I took him into the garden, where we could walk or sit without eavesdroppers. Onlookers might wonder at a conversation between the King’s Concubine and the Bishop of Winchester, but, under the circumstances, they might consider my need for confession to be urgent.
Confession, by God!
“I am no witch!” I could barely wait until we were secluded, apart from the bees enjoying the heady flowers of lavender and thyme.
“That’s not what your physician is saying!”
“My physician?” Father Oswald, a gentle, unassuming Benedictine monk, had been attached to my household for many years now. I would have thought him to be unswervingly loyal. “What has he said?” I racked my mind for anything that could be construed as dealing with the devil. A few foolish love potions for the damsels—but they were far in the past. As were the salves and drafts I’d given Philippa to ease her pain. There was no witchcraft there; nor would Father Oswald have any intelligence of them.
“Your physician’s been put under some…pressure…to speak of what he knows.” Wykeham was deadly certain. “His accusations against you ran like a stream in spate.”
“Torture?”
“So I understand.”
This was dangerous stuff. How many times had a difficult woman been accused of being in league with the devil, ultimately to face death by drowning or the excruciating pain of fire…? I shuddered in the warmth of the parterre.
“I am no witch,” I repeated stalwartly.
“Then let me tell you what’s being said, mistress.”
Wykeham pulled me farther along the pathway until we stood in the very center, facing each other on either side of the sundial. It was a magnificent tale, as old as time, told with remarkable—and frightening—exactitude. There we were, whore and priest, standing in a summer landscape, and I felt the jaws of death closing in around me. “So that you should be clear about it,” Wykeham said dryly, his face severe but not without compassion, “they’ll hound you to death if they can, Alice.” Wykeham always had a way with words, probably from preaching so many sermons to the damned.
“Where did the evidence come from?” I asked.
“John de la Mare, brother to the Speaker of the Commons—how fortunate,” Wykeham explained with blistering brevity. “He visited Pallenswick with a chamber pot of urine, asked for help to have his
entirely fictitious malady diagnosed—and in pious charity Father Oswald agreed.”
“Father Oswald always was a gullible fool when it came to judging others,” I observed irritably. “Had he no suspicions?”
“Apparently not. He was brought to London and questioned. I’ve no doubt force was used.” Wykeham eyed a lively flight of goldfinches in the adjacent bushes. “Your admirable physician admitted to a remarkable range of activities on your behalf.”
“The last thing he did for me was mix a salve to calm my chilblains.”
Wykeham grunted. “It’s far worse than that. By the by, they said you were there, at Pallenswick. And that you grew pale with fear when you saw your man under restraint.”
“By God!
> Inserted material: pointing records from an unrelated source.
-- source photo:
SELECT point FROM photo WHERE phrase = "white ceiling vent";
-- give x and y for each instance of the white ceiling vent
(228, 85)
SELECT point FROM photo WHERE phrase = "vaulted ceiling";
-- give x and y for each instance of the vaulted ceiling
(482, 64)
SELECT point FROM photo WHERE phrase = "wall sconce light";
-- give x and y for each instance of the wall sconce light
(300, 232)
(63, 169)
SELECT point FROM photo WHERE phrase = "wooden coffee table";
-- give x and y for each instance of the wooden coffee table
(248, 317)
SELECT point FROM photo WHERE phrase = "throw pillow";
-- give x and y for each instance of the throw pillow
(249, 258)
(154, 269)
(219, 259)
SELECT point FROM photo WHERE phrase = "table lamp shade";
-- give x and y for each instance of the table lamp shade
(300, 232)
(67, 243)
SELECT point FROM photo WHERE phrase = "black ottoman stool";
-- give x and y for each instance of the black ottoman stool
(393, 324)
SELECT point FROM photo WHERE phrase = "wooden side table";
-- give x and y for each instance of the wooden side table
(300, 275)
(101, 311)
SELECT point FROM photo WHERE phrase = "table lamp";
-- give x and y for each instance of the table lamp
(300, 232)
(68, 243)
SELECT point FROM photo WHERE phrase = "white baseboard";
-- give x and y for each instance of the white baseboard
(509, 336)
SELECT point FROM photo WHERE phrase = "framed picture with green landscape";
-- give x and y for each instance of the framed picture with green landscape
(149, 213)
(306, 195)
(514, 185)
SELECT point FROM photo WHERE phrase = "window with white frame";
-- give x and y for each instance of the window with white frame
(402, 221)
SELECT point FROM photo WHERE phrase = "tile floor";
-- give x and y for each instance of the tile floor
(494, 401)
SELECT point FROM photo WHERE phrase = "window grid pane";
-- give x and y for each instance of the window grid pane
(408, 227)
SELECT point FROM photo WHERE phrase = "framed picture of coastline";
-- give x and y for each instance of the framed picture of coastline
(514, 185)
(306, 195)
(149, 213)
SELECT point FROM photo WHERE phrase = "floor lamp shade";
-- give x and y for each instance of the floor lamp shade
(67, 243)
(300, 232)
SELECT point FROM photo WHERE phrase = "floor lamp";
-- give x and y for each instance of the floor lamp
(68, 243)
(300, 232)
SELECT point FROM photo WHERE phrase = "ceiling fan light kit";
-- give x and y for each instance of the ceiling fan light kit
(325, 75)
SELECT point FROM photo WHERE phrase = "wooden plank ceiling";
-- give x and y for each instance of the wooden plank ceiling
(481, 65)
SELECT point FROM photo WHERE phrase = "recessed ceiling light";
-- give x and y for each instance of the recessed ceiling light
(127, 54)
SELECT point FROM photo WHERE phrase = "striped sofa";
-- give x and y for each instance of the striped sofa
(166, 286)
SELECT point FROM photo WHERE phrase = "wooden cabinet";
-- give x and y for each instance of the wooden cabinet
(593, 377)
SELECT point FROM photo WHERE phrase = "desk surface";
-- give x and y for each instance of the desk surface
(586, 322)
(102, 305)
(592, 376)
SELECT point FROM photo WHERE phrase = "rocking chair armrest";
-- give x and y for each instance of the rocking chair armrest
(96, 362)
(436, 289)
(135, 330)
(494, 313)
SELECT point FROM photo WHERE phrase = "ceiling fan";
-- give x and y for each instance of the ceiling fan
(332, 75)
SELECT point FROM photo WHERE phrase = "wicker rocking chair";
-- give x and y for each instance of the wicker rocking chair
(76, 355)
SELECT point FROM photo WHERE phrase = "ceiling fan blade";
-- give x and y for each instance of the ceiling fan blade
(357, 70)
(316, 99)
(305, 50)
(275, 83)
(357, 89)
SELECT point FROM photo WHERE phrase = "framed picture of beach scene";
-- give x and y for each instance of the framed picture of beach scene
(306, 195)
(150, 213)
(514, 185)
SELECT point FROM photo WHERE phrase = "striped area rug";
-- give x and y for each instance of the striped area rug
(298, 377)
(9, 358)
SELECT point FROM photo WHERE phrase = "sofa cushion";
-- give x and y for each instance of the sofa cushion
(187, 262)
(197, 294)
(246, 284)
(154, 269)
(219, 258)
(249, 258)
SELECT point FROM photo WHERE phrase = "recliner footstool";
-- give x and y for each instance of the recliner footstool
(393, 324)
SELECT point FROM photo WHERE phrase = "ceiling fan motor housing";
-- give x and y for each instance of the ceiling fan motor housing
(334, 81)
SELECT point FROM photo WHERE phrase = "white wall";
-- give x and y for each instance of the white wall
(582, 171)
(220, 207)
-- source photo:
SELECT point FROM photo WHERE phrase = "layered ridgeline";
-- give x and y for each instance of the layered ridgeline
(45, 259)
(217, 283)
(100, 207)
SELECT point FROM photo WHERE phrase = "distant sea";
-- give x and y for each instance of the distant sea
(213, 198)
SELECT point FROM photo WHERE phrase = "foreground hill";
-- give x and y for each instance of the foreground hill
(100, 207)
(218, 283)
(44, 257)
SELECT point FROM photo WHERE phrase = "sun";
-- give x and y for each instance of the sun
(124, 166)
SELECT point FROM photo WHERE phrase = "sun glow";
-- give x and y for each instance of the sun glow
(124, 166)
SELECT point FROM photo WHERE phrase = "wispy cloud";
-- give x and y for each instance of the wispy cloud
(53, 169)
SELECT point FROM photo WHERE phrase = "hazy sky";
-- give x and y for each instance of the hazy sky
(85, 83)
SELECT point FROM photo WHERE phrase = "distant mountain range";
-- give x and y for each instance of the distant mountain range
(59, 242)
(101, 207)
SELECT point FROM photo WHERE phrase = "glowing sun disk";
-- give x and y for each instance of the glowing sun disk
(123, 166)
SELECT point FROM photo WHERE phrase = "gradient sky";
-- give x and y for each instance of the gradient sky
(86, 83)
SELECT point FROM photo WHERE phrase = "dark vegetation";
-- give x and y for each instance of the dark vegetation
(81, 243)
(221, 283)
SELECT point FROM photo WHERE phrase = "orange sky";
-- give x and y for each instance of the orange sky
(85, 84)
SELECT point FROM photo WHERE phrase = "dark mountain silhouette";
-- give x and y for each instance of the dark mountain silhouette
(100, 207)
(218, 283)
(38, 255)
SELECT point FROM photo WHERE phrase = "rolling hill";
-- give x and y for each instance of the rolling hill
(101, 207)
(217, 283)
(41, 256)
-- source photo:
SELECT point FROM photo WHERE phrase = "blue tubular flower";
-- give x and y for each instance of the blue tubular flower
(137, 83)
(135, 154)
I was not!”
“I think God has no role in this. Rather the devil. This is what your man did for you, if he is to be believed.”
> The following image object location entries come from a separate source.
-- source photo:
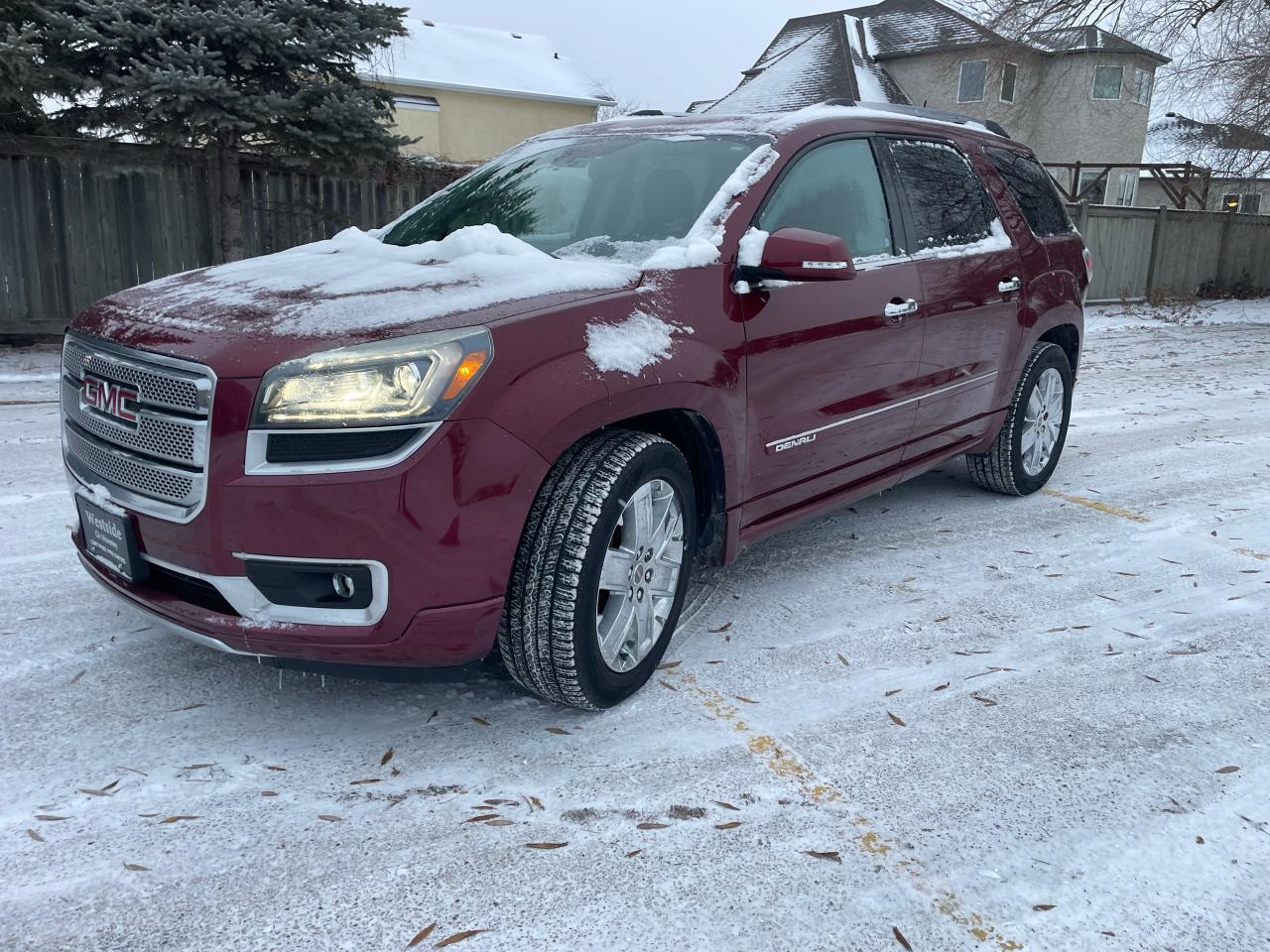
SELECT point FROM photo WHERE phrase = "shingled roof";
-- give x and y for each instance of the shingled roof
(843, 54)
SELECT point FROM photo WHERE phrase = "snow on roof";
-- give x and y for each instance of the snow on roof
(1086, 40)
(447, 56)
(811, 60)
(1228, 150)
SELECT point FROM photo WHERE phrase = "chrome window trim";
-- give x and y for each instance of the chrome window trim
(252, 604)
(255, 462)
(883, 409)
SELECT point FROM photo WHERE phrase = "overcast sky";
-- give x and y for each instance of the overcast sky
(663, 54)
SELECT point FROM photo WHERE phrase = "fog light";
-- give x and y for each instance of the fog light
(343, 584)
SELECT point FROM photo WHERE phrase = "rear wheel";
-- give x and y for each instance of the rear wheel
(1035, 429)
(601, 570)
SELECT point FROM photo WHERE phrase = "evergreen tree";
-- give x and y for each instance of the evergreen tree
(275, 76)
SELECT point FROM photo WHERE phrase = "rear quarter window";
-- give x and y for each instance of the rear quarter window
(1033, 190)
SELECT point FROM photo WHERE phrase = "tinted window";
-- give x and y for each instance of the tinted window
(945, 195)
(835, 189)
(1033, 190)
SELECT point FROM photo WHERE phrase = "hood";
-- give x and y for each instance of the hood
(244, 317)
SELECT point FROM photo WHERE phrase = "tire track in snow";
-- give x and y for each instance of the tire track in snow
(866, 841)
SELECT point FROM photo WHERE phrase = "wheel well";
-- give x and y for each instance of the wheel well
(1069, 338)
(694, 436)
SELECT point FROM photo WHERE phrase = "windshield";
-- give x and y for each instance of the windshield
(615, 195)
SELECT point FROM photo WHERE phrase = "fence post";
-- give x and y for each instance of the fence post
(1157, 240)
(1082, 216)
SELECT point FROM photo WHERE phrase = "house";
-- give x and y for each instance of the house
(1238, 159)
(1072, 94)
(467, 93)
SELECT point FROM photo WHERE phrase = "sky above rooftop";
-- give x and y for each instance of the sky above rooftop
(663, 54)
Wykeham ticked the charges off on his fingers while I absorbed the depth of my supposed guilt. This was far worse than fraud and embezzlement. The accusations smeared the soft air in that pretty spot with the filth of necromancy. All of it false, yet its falsehood impossible to prove.
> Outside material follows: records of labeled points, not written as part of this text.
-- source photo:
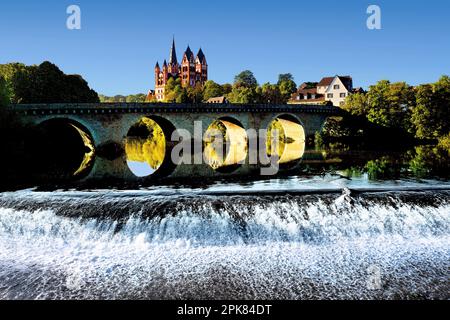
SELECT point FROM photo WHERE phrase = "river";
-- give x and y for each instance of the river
(298, 237)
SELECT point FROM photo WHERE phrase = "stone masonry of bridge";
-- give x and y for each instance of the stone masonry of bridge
(109, 123)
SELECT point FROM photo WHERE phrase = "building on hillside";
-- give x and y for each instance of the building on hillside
(218, 100)
(330, 90)
(192, 70)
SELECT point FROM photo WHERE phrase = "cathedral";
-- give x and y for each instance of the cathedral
(192, 70)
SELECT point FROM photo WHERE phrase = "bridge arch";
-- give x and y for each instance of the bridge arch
(286, 138)
(148, 147)
(231, 151)
(60, 149)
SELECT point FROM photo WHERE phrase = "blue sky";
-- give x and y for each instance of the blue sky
(120, 41)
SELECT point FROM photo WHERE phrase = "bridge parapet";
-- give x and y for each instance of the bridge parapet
(113, 108)
(109, 123)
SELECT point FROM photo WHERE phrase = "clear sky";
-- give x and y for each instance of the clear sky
(120, 41)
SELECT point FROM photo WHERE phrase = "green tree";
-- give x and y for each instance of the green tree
(195, 94)
(285, 77)
(245, 79)
(356, 104)
(390, 105)
(45, 83)
(270, 93)
(243, 95)
(212, 90)
(4, 94)
(138, 98)
(431, 113)
(287, 86)
(227, 88)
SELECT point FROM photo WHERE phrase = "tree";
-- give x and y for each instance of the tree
(245, 79)
(4, 95)
(174, 92)
(431, 113)
(270, 93)
(287, 86)
(243, 95)
(227, 88)
(389, 104)
(45, 83)
(212, 90)
(138, 98)
(356, 104)
(195, 94)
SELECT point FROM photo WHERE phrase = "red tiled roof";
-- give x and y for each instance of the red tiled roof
(325, 82)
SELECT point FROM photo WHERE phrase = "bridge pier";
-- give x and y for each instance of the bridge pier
(109, 124)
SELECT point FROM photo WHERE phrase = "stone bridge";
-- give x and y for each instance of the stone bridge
(108, 125)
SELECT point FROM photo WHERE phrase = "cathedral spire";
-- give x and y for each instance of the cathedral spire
(173, 54)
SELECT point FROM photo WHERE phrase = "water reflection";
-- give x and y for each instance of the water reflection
(421, 162)
(289, 138)
(89, 152)
(145, 147)
(225, 144)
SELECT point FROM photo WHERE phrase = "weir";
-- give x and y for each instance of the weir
(107, 125)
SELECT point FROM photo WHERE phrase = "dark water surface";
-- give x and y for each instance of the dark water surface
(315, 237)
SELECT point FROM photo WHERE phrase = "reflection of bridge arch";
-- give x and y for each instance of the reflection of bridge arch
(109, 124)
(233, 151)
(288, 133)
(61, 148)
(152, 136)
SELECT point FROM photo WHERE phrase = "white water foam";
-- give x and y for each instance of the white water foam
(284, 250)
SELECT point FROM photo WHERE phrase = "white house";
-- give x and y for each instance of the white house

“Your physician claimed that upon your order he created two images, of yourself and His Majesty, and bound them together to make an indissoluble bond. Thus he explained Edward’s infatuation with you. Their words—not mine. Your physician made two rings with magical properties for you to put onto Edward’s finger, one to refresh the King’s memory so that you would always be in the forefront of his thoughts, the other to cause forgetfulness of all else but yourself. And he made love potions and spells suffused with herbs picked at the full moon, at your request, to work your magic to bewitch the King into infatuation.” He paused, eyeing me. “You have been very busy, it seems, Mistress Perrers.”
“Have I not? And do you believe all this?”
Wykeham shrugged. “He also said he made a spell so that you could charm Gaunt and the Prince to your own ends.”
“Both of them?” My voice was no more than a croak.
“Yes. I think he added both for good measure.”